Cushing's Disease Treatment
For people with Cushing's disease, treatment options may include surgery, radiation therapy, and drug therapy. The most common treatment is surgical removal of the tumor, known as transsphenoidal adenomectomy. Radiation therapy is given over a six-week period; however, it may take months (or even years) for people with the disorder to recover when radiation is the only treatment given.
Different types of treatment options are available for people with Cushing's disease. These options vary based on:
- The symptoms present
- How far the tumor has spread into the brain
- The patient's age and overall health.
Treatment options for Cushing's disease may include:
- Surgery to remove the tumor (usually transsphenoidal surgery), with or without radiation therapy
- Radiation therapy alone
- Drug therapy to stop the tumor from making ACTH.
Your doctor can describe your treatment options and the expected results of each. You and the doctor can work together to develop a treatment plan that best meets your medical needs and personal values. Choosing the most appropriate method of treating your Cushing's disease is a decision that ideally involves you, your family, and healthcare team.

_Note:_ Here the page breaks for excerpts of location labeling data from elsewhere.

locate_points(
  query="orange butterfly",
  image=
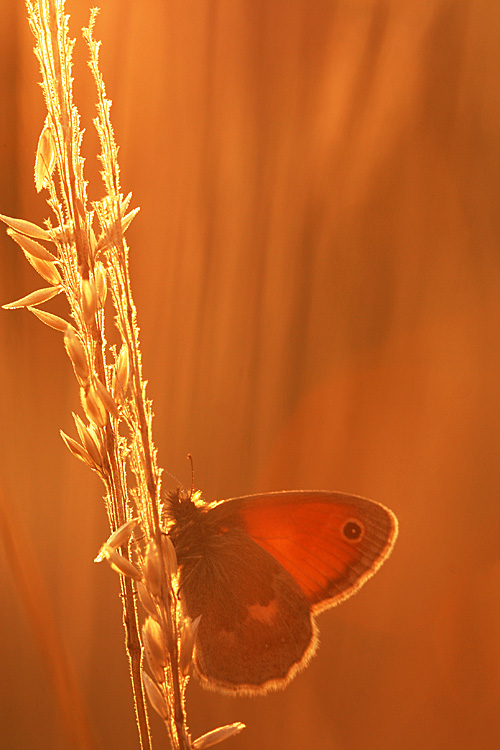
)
(259, 568)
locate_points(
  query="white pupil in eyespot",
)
(352, 531)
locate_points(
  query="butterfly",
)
(259, 568)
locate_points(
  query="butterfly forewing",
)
(330, 543)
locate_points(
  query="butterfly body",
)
(257, 569)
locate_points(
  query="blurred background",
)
(316, 269)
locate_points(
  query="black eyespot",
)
(353, 530)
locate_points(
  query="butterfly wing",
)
(255, 625)
(257, 567)
(330, 543)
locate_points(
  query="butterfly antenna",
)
(190, 459)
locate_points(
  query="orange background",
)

Many people want to take an active role in making decisions about their medical care. They want to learn all they can about Cushing's disease and their treatment choices. However, the shock and stress that may accompany a Cushing's disease diagnosis can make it hard to think of everything to ask the doctor. Often, it helps to make a list of questions before an appointment to see the doctor.
To help remember what the doctor says, people may take notes or ask whether they may use a tape recorder. Some people may also want to have a family member or friend with them when they talk to the doctor -- to take part in the discussion, to take notes, or just to listen.